Render the basic RAG prompt#

Create a prompt that includes the retrieved context and the user’s question. This prompt guides the LLM to produce an answer that is informed by the context.

We are using a bisc prompt from langchain’s rag bot: https://python.langchain.com/docs/tutorials/rag/

Note: The quality of the prompt is not optimal; in our next tutorial on prompt engineering, we will demonstrate how to improve it.
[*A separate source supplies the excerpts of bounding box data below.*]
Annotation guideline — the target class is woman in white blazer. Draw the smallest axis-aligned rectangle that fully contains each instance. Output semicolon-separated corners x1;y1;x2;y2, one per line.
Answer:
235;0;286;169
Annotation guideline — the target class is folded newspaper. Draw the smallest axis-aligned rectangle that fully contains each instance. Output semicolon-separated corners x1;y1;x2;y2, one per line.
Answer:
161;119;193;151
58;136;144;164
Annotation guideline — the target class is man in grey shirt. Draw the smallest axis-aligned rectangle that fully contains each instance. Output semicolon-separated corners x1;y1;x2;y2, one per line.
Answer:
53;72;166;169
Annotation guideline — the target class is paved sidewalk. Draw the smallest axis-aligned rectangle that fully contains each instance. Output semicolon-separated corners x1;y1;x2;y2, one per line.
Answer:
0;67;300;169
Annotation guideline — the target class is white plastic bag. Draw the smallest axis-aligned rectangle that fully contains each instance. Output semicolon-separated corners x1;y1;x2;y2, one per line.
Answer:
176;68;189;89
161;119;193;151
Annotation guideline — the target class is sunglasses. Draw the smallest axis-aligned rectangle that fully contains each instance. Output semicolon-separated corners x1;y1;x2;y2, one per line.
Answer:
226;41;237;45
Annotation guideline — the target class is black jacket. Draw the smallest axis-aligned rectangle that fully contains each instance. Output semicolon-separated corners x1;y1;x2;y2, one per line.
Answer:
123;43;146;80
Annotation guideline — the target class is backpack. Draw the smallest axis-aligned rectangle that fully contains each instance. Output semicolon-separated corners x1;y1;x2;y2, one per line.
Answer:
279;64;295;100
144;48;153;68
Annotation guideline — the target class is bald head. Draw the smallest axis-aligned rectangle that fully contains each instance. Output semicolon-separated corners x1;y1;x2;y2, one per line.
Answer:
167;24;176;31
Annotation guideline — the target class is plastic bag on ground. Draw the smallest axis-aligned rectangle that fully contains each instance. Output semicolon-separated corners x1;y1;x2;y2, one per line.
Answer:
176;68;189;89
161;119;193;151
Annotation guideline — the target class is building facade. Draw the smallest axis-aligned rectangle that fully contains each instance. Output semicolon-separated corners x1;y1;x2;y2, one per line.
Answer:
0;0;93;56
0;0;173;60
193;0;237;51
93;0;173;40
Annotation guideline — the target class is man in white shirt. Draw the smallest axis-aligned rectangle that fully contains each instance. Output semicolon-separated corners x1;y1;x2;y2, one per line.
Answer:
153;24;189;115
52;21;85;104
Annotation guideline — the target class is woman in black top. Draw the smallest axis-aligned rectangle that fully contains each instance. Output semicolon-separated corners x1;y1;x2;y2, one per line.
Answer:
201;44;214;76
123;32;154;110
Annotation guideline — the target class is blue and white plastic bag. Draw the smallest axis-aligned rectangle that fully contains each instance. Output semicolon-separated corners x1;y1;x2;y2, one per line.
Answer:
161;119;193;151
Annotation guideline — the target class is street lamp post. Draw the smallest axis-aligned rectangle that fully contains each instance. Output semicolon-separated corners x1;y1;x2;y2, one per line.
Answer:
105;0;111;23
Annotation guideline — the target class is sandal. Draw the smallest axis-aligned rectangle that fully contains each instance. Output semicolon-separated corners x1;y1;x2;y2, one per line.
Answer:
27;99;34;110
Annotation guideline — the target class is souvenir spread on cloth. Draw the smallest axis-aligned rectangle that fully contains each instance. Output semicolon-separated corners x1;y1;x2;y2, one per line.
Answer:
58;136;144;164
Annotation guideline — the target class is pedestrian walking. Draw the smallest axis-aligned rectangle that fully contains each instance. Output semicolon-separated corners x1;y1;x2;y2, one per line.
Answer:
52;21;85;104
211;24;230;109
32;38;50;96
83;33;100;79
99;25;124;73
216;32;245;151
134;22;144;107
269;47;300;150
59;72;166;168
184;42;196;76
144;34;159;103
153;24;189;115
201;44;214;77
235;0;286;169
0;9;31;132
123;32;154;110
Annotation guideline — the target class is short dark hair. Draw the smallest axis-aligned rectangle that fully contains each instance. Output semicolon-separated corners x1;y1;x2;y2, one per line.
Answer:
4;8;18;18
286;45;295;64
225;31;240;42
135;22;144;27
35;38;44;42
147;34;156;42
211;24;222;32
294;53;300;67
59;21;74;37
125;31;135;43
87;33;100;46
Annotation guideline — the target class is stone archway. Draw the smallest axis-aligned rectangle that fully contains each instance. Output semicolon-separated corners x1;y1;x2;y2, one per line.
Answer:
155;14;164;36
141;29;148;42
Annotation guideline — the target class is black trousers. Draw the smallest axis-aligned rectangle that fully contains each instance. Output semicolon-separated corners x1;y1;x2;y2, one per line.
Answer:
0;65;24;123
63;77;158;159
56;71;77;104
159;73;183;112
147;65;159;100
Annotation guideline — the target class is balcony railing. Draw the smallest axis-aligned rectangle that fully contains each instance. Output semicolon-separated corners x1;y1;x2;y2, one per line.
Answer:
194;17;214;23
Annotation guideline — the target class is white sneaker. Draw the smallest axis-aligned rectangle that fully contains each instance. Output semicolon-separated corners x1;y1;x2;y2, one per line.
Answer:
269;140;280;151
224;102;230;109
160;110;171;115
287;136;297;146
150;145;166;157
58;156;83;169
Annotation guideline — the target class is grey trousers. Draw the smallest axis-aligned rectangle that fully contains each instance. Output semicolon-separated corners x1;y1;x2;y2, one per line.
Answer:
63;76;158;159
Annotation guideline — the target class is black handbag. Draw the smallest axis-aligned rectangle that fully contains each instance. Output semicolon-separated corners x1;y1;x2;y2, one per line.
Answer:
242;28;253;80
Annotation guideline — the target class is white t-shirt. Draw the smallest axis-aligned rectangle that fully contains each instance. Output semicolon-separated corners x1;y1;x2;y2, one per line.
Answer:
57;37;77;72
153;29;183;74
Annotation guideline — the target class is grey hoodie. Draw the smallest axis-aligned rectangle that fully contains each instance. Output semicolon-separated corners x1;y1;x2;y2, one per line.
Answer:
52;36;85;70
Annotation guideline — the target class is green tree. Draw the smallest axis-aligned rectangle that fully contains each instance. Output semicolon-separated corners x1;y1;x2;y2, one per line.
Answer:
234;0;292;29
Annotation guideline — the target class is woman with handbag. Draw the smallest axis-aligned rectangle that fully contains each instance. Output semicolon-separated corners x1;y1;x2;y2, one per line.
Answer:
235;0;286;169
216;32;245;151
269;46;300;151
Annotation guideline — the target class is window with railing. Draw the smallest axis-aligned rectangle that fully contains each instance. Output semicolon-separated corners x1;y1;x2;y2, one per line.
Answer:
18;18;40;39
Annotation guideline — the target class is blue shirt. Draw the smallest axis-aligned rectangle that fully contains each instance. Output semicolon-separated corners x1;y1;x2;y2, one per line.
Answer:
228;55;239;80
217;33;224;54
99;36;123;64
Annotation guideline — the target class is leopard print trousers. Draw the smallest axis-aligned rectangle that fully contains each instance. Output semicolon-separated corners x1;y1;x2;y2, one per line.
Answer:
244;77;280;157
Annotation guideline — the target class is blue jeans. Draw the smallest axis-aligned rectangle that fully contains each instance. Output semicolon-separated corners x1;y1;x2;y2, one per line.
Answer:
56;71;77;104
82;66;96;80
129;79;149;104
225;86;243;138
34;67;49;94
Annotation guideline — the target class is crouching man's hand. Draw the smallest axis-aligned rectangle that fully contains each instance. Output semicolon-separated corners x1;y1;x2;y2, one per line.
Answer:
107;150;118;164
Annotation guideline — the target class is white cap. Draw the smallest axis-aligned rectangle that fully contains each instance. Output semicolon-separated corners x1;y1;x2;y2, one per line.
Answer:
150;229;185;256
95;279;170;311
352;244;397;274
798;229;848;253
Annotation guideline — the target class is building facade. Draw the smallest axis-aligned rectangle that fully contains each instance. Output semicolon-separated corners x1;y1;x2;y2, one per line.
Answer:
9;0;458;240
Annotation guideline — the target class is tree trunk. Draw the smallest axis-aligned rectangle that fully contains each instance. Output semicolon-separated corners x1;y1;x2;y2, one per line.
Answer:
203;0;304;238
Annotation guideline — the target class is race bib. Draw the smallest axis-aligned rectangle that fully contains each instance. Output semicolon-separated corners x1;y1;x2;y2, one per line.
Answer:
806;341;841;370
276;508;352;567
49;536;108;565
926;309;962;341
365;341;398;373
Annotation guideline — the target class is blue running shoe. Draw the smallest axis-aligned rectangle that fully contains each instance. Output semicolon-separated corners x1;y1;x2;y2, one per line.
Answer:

def render_basic_rag_prompt(user_request, context):
    prompt = f"""Use the following pieces of context to answer the question at the end.
If you don't know the answer, just say that you don't know, don't try to make up an answer.
Use three sentences maximum and keep the answer as concise as possible.
Always say "thanks for asking!" at the end of the answer.

{context}

Question: {user_request}

Helpful Answer:"""
    return prompt.strip()

Connect the Components of RAG#

Integrate the embedder, Chroma querier, and LLM service into a complete RAG pipeline.

EMBEDDER_MODEL_NAME = "intfloat/multilingual-e5-large-instruct"
CHROMA_PATH = "/mnt/cluster_storage/vector_store"
CHROMA_COLLECTION_NAME = "anyscale_jobs_docs_embeddings"


# Initialize the querier.
querier = ChromaQuerier(CHROMA_PATH, CHROMA_COLLECTION_NAME, score_threshold=0.8)
embedder = Embedder(EMBEDDER_MODEL_NAME)

# Perform the user request.
user_request = "what is a anyscale job"
embedding = embedder.embed_single(user_request)
formatted_results = querier.query(embedding, n_results=10)

# Print the formatted query results.
print("Query Results:")
pprint(formatted_results)

# Render the prompt. 
prompt = render_basic_rag_prompt(user_request, context=formatted_results)
print("Rendered Prompt:")
pprint(prompt) 

Get the Final Response#

Stream the response from the LLM using the generated prompt.

for token in client.get_response_streaming(prompt, temperature=0.5):
    print(token, end="")

Observations and Next Steps#

As you can see, the LLM now understands that Anysacle jobs refers to the platform rather than job openings at Anysacale. This demonstrates the power of using RAG. However, the response from this basic RAG implementation is not optimal: it’s too short and lacks citations, leaving us unclear about the sources of the information. In future tutorials, we will assess these issues and propose several methods to address them through prompt engineering.